Bien au contraire, très longtemps, je n'ai pas su ce que je voulais faire dans la vie. Ma première job en restauration était un boulot d'étudiant, à 16 ans. Mais je suis très vite devenue amoureuse du métier, du service, de la gastronomie et du vin.

J'ai poursuivi d'autres études, toujours à la recherche de ce qui m'allumerait, et parce que je me voyais mal annoncer à mes parents que je voulais devenir serveuse. Tout ce temps, j'ai continué à travailler en restauration et à développer une curiosité grandissante pour le vin. Dans le cadre de mes études, je suis allée en Alsace. Là-bas, je suis vraiment tombée dedans. Aussi allègrement qu'Obélix dans la potion magique.

Ce devait être un séjour d'un an. J'y suis finalement restée sept années. Et je suis tombée follement amoureuse de l'Alsace. Pour une curieuse et une gourmande comme moi, c'était un terrain de jeu formidable.

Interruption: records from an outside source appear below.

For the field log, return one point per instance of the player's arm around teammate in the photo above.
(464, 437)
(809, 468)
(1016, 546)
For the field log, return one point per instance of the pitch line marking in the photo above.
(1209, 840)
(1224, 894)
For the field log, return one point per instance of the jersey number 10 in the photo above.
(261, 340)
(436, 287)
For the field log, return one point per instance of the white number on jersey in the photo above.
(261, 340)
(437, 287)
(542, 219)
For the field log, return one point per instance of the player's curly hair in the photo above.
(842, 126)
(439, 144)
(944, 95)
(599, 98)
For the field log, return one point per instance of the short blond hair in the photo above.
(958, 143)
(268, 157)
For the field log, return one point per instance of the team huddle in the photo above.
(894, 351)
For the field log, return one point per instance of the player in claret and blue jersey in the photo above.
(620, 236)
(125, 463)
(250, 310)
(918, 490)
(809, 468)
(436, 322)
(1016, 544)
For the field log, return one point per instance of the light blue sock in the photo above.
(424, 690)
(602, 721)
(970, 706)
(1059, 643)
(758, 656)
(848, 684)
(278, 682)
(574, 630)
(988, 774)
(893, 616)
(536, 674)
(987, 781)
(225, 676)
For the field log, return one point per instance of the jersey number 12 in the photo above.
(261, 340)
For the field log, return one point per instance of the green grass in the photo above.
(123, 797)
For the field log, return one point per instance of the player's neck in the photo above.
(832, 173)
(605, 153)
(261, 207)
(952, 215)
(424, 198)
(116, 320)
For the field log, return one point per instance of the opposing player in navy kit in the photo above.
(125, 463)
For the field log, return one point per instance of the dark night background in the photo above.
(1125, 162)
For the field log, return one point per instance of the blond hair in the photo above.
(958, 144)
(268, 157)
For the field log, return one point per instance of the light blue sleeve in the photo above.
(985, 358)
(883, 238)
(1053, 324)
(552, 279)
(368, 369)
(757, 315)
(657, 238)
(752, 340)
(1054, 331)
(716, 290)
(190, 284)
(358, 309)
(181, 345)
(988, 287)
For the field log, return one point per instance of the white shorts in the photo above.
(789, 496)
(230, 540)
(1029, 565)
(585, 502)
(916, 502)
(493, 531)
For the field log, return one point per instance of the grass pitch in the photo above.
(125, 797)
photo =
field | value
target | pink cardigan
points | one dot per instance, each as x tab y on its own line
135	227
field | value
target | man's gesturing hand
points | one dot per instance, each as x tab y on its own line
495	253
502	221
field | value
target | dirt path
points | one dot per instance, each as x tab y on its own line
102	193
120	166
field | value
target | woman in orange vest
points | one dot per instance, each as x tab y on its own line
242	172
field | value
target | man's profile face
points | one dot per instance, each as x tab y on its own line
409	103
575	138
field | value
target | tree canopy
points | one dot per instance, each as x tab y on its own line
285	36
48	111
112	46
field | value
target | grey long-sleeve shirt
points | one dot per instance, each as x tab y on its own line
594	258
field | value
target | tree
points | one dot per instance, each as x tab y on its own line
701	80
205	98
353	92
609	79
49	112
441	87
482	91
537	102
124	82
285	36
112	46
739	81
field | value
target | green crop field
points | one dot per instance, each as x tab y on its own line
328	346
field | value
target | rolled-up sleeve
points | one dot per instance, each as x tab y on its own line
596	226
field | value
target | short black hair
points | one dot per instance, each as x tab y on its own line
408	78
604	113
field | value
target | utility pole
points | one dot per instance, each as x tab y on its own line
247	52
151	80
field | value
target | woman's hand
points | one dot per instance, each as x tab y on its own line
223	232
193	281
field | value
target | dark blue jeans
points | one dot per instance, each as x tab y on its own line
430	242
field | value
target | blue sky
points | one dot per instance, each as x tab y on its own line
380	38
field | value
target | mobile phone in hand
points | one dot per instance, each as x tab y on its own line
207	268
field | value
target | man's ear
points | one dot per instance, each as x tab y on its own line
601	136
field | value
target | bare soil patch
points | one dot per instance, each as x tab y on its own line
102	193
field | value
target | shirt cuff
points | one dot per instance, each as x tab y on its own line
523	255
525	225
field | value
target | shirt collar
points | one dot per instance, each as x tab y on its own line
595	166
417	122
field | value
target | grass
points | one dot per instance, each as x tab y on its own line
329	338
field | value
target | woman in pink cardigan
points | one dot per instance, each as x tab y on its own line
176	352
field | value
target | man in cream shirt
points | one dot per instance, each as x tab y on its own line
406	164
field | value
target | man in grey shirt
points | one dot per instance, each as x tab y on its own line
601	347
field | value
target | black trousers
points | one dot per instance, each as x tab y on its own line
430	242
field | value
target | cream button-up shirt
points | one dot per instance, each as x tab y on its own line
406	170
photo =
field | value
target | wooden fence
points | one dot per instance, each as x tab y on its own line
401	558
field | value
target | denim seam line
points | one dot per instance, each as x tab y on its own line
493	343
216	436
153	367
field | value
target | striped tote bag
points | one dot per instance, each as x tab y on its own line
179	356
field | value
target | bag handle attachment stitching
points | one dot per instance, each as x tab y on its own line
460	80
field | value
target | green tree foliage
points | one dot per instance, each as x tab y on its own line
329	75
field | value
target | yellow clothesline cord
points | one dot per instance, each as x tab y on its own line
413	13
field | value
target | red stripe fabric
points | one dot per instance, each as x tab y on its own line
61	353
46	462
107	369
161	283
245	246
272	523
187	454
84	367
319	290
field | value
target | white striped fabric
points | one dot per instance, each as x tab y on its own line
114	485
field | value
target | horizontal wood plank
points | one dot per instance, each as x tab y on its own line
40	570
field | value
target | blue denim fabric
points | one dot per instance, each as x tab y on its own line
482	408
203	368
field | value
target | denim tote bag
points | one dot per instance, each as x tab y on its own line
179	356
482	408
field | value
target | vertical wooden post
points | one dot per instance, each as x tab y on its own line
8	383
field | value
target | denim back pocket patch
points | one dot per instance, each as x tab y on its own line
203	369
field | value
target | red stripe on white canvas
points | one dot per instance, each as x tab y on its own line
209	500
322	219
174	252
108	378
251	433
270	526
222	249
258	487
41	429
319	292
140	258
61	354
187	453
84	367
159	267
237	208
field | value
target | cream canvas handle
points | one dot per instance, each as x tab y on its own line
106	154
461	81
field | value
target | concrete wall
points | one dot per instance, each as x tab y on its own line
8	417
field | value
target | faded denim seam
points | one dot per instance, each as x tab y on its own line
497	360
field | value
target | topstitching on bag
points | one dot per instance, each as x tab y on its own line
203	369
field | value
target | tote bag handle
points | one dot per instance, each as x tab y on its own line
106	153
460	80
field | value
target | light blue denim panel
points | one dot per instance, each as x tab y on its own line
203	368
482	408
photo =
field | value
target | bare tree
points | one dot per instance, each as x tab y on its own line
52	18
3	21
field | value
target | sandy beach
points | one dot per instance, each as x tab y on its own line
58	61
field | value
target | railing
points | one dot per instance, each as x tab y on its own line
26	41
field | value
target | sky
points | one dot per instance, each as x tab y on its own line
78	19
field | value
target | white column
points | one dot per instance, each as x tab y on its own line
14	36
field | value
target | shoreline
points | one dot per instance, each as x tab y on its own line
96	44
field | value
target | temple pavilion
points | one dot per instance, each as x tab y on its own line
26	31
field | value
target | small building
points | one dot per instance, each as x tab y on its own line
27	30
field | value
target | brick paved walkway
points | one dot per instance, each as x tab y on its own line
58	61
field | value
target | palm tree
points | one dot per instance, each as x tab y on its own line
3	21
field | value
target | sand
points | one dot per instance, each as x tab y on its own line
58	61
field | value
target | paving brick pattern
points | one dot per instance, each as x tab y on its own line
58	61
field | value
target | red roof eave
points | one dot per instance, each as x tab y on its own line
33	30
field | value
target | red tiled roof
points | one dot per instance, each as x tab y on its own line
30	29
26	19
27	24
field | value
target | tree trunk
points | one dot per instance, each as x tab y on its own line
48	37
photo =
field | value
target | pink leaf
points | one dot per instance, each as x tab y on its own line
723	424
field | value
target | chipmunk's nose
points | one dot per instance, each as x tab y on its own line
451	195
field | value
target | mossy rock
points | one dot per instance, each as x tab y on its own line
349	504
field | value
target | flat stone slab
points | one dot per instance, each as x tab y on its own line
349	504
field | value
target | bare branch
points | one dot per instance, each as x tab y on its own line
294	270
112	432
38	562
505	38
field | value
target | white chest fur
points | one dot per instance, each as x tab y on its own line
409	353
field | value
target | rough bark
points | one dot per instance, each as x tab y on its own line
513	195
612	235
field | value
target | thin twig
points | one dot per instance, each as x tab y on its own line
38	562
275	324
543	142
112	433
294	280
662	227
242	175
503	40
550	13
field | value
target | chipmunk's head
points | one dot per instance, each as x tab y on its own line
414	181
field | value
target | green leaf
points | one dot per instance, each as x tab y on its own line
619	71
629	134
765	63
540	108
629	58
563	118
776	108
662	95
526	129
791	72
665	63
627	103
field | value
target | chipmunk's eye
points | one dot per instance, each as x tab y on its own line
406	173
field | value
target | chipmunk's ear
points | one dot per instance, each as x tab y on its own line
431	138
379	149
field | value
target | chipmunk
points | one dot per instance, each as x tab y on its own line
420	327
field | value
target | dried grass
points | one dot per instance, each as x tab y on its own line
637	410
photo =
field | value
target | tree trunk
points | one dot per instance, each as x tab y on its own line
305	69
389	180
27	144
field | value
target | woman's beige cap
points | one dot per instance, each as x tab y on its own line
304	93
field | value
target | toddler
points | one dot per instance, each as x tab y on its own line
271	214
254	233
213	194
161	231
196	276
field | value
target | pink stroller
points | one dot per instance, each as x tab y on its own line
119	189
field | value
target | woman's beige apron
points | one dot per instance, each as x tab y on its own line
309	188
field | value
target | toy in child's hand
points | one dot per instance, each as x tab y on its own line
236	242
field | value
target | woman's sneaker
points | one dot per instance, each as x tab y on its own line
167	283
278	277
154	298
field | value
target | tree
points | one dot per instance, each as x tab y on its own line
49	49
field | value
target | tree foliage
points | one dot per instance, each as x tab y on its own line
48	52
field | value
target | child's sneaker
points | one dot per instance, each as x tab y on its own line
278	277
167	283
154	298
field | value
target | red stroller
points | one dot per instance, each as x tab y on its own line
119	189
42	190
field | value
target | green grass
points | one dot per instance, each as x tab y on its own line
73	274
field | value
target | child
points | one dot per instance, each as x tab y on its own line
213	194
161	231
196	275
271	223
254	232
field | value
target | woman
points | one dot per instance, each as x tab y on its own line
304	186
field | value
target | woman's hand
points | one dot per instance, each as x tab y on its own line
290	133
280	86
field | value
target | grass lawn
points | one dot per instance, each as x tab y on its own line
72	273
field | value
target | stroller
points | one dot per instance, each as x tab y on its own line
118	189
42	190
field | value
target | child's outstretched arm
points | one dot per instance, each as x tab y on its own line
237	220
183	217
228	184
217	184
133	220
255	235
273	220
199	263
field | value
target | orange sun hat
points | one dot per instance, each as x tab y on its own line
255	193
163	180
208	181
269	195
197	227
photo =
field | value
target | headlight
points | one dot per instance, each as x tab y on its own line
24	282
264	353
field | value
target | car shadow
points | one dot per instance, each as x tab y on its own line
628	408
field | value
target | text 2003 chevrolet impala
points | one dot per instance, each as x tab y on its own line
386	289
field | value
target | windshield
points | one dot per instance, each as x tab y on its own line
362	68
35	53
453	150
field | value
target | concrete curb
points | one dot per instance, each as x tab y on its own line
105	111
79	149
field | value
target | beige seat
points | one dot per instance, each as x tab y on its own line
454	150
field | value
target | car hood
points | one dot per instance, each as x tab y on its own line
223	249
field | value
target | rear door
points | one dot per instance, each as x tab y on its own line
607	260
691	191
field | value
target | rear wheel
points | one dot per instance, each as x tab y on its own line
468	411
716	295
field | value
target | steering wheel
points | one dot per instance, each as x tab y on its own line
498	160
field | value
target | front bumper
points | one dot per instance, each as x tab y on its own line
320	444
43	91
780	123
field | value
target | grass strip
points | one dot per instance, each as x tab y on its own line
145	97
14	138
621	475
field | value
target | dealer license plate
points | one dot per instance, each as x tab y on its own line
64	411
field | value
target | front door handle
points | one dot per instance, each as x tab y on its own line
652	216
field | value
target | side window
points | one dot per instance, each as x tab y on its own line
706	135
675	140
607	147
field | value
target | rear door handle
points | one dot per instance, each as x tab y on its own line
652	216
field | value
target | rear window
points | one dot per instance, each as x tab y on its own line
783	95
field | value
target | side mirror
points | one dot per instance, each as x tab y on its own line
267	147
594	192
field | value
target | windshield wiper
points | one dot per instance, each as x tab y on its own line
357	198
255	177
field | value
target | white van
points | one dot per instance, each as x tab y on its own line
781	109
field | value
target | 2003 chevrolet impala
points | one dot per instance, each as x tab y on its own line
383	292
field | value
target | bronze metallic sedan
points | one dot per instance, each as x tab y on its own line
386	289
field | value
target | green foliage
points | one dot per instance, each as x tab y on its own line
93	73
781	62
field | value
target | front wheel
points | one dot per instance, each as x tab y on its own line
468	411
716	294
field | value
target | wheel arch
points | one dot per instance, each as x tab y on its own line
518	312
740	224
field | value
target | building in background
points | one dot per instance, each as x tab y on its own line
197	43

L'Alsace n'a pas de vue sur la mer, ni sur les Alpes, ni même sur le Rhin qui ne coule jamais très loin. Pourtant, elle est indiscutablement l'une des plus belles régions viticoles de France. Le vignoble s'étire au pied des Vosges, le long de collines et de vallées, et il est parsemé de villages plus pittoresques les uns que les autres, avec une profusion de bâtiments historiques, de maisons à colombages et de fleurs.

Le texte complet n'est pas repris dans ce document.